A história do trabalho infantil no Brasil é desumana. Por muito tempo se praticou a violência e exploração contra a criança e o adolescente. Em marcos históricos, tem-se que o Brasil foi descoberto em 1.500. A partir desse momento as terras começaram a ser povoadas e, inevitavelmente as crianças fizeram parte dessa “construção”. Nesse momento, como bem assinala Juliana Paganini[7], os grumetes (crianças de no máximo 12 anos de idade, que estavam abaixo dos marinheiros) chegaram com as embarcações portuguesas já na condição de trabalhadores.

Realizavam as tarefas mais perigosas e penosas, sendo submetidos a diversos castigos quando não realizavam tais atividades, bem como aos abusos sexuais de marujos, além da péssima alimentação à qual eram submetidos e dos riscos percorridos em alto mar. Os grumetes eram tidos como escravos. Não podiam reclamar de absolutamente nada, caso contrário, eram castigados.

Não só das crianças pobres se tinha exploração no trabalho infantil. Os pajens (crianças embarcadas da nobreza) eram encarregadas de realizar os serviços menos árduos que os realizados pelos grumetes, tais como arrumar os camarotes, servir as mesas e organizar as camas.

Logo no início da povoação do Brasil, já havia a utilização da mão de obra das crianças, seja de forma extremamente explorada (grumetes) ou com menos exigência (pajens).

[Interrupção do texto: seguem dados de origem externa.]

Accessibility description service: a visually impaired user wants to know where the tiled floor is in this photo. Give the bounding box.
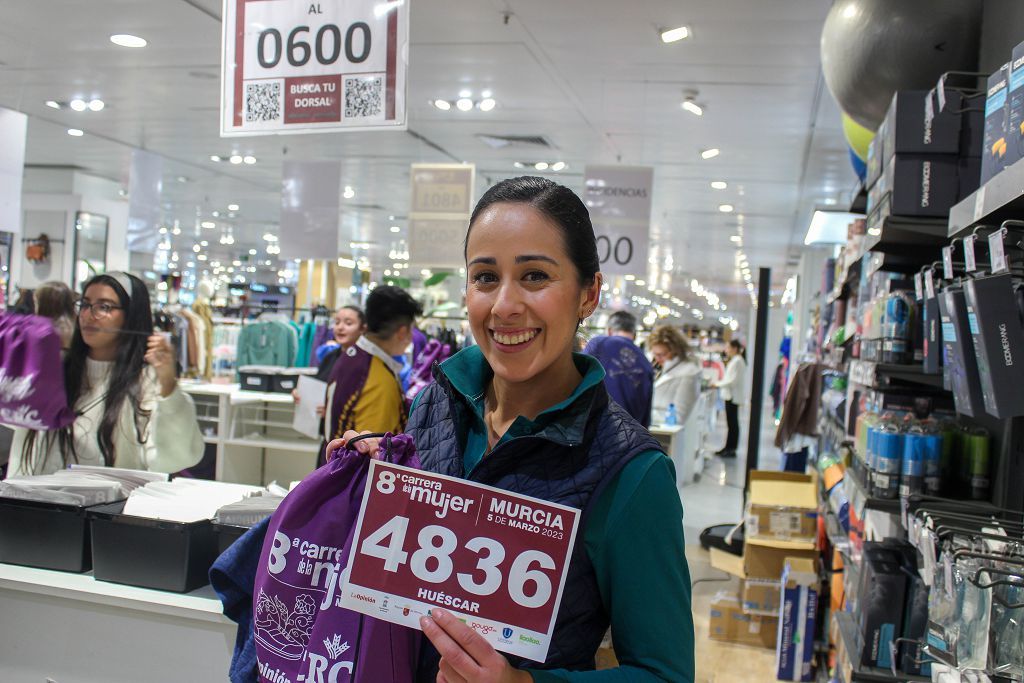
[682,404,784,682]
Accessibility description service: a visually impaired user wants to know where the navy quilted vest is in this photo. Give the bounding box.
[406,366,664,677]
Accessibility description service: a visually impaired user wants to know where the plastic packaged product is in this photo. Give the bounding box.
[954,560,991,671]
[991,578,1024,678]
[900,429,927,498]
[962,428,991,500]
[874,423,904,500]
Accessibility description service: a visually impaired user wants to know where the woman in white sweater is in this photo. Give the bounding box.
[7,272,204,477]
[649,324,702,427]
[712,339,748,457]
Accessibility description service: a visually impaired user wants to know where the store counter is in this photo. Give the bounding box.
[650,388,718,486]
[0,562,234,682]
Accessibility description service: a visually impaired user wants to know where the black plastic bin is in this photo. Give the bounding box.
[0,497,114,572]
[213,522,249,555]
[88,501,218,593]
[239,370,273,392]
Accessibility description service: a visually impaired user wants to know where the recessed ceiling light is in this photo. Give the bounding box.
[390,226,401,233]
[243,155,256,164]
[478,98,496,112]
[719,204,734,213]
[711,181,728,190]
[210,155,222,162]
[201,221,216,229]
[343,186,355,199]
[229,155,243,164]
[701,148,720,160]
[458,89,472,99]
[200,240,209,247]
[456,98,473,112]
[177,176,189,183]
[67,128,84,137]
[69,99,87,112]
[551,161,566,171]
[432,99,451,111]
[249,249,258,256]
[212,211,220,218]
[681,100,703,116]
[227,203,239,211]
[513,162,525,169]
[660,26,690,43]
[730,235,742,243]
[45,100,60,109]
[88,99,105,111]
[534,161,549,171]
[263,233,278,242]
[110,34,147,48]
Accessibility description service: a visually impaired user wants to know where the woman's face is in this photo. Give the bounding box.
[333,308,364,348]
[650,343,674,367]
[725,344,736,359]
[78,283,125,353]
[466,203,600,385]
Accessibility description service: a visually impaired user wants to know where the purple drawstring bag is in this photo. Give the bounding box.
[253,433,421,682]
[404,340,451,406]
[0,314,75,430]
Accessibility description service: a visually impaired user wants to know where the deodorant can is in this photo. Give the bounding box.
[964,430,991,501]
[901,432,926,497]
[875,427,904,500]
[923,434,943,496]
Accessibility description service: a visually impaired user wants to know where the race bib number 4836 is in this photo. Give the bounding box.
[338,461,580,662]
[221,0,408,136]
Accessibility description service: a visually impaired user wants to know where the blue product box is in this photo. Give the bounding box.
[776,557,819,682]
[981,63,1010,186]
[1007,42,1024,167]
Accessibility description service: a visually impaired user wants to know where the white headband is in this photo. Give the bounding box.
[106,271,134,302]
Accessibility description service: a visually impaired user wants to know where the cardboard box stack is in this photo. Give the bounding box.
[709,471,820,661]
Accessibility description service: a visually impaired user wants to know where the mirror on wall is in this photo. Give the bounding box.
[72,211,108,291]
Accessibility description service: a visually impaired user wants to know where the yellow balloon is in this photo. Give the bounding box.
[842,112,876,162]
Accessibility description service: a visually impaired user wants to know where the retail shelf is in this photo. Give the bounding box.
[834,611,928,683]
[848,360,947,391]
[864,216,949,255]
[949,156,1024,239]
[844,466,902,515]
[850,185,868,214]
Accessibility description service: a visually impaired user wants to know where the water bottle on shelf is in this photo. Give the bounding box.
[665,403,678,426]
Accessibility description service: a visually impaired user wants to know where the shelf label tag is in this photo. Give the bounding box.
[974,185,987,221]
[964,235,977,272]
[990,228,1008,273]
[942,246,954,279]
[925,269,936,299]
[914,272,924,301]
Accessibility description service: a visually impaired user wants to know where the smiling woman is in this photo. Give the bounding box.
[338,176,695,682]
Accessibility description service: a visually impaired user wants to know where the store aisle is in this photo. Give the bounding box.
[683,402,783,682]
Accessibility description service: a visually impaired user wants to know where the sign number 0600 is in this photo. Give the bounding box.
[359,515,556,609]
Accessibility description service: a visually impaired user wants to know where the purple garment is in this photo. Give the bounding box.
[404,339,451,406]
[253,433,421,682]
[582,336,654,428]
[310,325,333,365]
[412,327,427,366]
[0,314,75,430]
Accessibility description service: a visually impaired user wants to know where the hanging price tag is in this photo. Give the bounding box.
[914,273,924,301]
[936,76,947,113]
[964,235,977,272]
[339,461,580,662]
[974,185,987,221]
[924,87,935,124]
[942,246,954,280]
[990,228,1009,273]
[925,269,936,299]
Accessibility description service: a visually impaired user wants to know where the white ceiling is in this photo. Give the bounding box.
[0,0,855,318]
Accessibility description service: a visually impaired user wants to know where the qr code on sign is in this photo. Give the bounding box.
[245,81,281,123]
[344,76,383,119]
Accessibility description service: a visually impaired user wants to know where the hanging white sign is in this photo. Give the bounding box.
[582,166,653,277]
[0,108,27,235]
[408,164,474,269]
[221,0,409,136]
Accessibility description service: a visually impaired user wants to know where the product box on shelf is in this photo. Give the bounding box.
[939,286,987,417]
[866,154,960,218]
[982,63,1011,186]
[882,90,962,159]
[87,501,219,593]
[776,558,819,682]
[964,272,1024,417]
[857,543,908,669]
[1007,41,1024,168]
[709,592,779,649]
[0,497,117,573]
[745,471,819,544]
[866,120,885,189]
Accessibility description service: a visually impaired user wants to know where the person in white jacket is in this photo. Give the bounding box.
[712,339,747,457]
[648,324,702,427]
[6,272,204,477]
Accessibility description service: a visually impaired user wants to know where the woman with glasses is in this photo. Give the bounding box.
[6,272,204,476]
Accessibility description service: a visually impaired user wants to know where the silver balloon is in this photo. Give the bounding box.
[821,0,981,130]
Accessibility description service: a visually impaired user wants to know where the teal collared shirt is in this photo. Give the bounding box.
[418,346,695,683]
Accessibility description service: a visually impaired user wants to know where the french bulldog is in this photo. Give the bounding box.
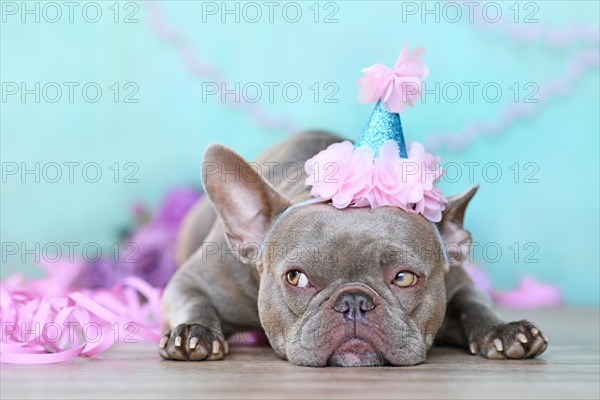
[159,131,548,367]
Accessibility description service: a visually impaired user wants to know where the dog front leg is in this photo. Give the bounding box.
[436,265,549,359]
[159,272,228,361]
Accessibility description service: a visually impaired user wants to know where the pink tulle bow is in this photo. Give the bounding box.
[357,42,429,113]
[305,140,447,222]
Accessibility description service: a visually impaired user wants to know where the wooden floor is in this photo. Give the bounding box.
[2,307,599,400]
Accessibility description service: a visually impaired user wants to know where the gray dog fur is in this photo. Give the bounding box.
[159,132,548,367]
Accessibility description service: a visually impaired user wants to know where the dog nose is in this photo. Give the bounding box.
[333,291,375,320]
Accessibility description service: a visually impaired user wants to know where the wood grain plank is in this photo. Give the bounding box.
[2,307,599,400]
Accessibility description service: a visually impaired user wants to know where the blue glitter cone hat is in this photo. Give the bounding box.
[355,100,407,158]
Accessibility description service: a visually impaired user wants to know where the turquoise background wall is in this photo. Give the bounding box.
[1,1,599,303]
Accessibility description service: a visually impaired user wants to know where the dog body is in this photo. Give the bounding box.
[160,132,548,366]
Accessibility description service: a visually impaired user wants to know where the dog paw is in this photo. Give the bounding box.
[469,320,549,359]
[158,324,228,361]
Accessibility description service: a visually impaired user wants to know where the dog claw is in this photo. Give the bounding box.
[224,341,229,354]
[212,340,221,354]
[540,332,549,343]
[468,342,478,355]
[530,327,539,336]
[159,324,226,361]
[493,338,503,352]
[159,336,168,349]
[517,333,528,344]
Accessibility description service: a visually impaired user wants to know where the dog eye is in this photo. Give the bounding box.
[393,271,418,288]
[286,270,309,288]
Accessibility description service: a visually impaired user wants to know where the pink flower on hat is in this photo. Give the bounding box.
[304,140,447,222]
[305,141,374,209]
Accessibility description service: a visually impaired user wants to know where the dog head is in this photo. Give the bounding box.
[202,143,477,367]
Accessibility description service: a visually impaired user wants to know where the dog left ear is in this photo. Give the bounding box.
[202,143,290,265]
[437,184,479,267]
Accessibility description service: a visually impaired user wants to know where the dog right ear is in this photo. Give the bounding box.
[437,184,479,267]
[201,144,290,265]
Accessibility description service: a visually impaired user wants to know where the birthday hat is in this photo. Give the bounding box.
[304,43,447,222]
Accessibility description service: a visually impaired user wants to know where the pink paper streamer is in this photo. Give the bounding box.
[0,276,162,364]
[464,262,562,308]
[228,330,270,346]
[492,276,562,309]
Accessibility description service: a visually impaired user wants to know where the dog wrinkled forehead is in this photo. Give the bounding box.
[262,201,447,272]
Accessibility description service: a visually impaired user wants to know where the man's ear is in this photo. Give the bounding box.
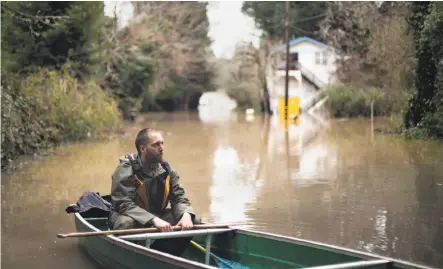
[139,145,145,153]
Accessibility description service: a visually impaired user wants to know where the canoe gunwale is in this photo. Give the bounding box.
[74,213,218,269]
[300,259,391,269]
[234,228,436,269]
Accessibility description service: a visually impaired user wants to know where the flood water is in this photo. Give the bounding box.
[2,111,443,269]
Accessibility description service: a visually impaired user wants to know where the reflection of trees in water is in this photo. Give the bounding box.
[246,117,443,268]
[409,144,443,267]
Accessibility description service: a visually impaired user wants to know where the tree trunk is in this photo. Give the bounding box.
[183,93,190,112]
[262,78,272,115]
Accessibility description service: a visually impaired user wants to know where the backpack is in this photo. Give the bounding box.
[65,191,112,218]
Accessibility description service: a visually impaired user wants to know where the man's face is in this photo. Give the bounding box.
[139,131,164,163]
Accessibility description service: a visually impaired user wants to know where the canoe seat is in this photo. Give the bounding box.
[301,259,392,269]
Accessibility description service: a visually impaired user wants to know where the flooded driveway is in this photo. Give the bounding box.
[2,112,443,268]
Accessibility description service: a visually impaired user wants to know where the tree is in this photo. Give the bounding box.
[318,2,414,90]
[100,11,158,117]
[1,1,106,80]
[124,1,215,111]
[101,1,215,114]
[233,39,278,114]
[404,2,443,138]
[241,1,327,41]
[215,41,277,112]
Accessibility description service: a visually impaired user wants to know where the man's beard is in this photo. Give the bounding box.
[147,154,162,164]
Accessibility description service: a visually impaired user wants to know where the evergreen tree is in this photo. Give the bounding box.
[1,1,106,79]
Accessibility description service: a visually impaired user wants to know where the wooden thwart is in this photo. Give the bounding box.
[57,222,247,238]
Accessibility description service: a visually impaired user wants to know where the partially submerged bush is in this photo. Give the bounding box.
[1,67,121,167]
[320,83,409,118]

Importante acentuar que a condição à qual essas crianças eram submetidas era legitimada pela sociedade, o que tornava a prática do trabalho infantil algo comum.

A povoação foi aumentando e consequentemente as atividades realizadas pelas crianças também. Para o “progresso” não parar, era imprescindível o recrutamento dos grumetes – já que os pajens eram da nobreza –, para realizarem o excesso de atividades. Esse “recrutamento” ia desde o rapto de crianças judias e a condição de pobreza vivenciada em Portugal até a iniciativa dos próprios pais em alistar as crianças nas embarcações como forma de garantir a sobrevivência dos filhos e diminuir as dificuldades enfrentadas pela família.[8]

Outro marco histórico importante para o fortalecimento do trabalho infantil foi a chegada dos padres jesuítas no Brasil no ano de 1.549. Apesar das “ações de catequização”, realizadas pelos padres, o objeto central dessa catequização – forma de controle –, era adentrar na criança uma ideologia cristã, utilizando o trabalho como algo que tornava o homem uma pessoa boa, honesta e obediente, salvando-os e os levando para o céu. Criada em 1.582, a Santa Casa de Misericórdia tinha a missão de atender todas as crianças, através da Roda dos Expostos, todavia, a instituição apenas legitimava a exploração das crianças, pois em troca de alimento e casa, elas tinham que realizar tarefas desgastantes.[9]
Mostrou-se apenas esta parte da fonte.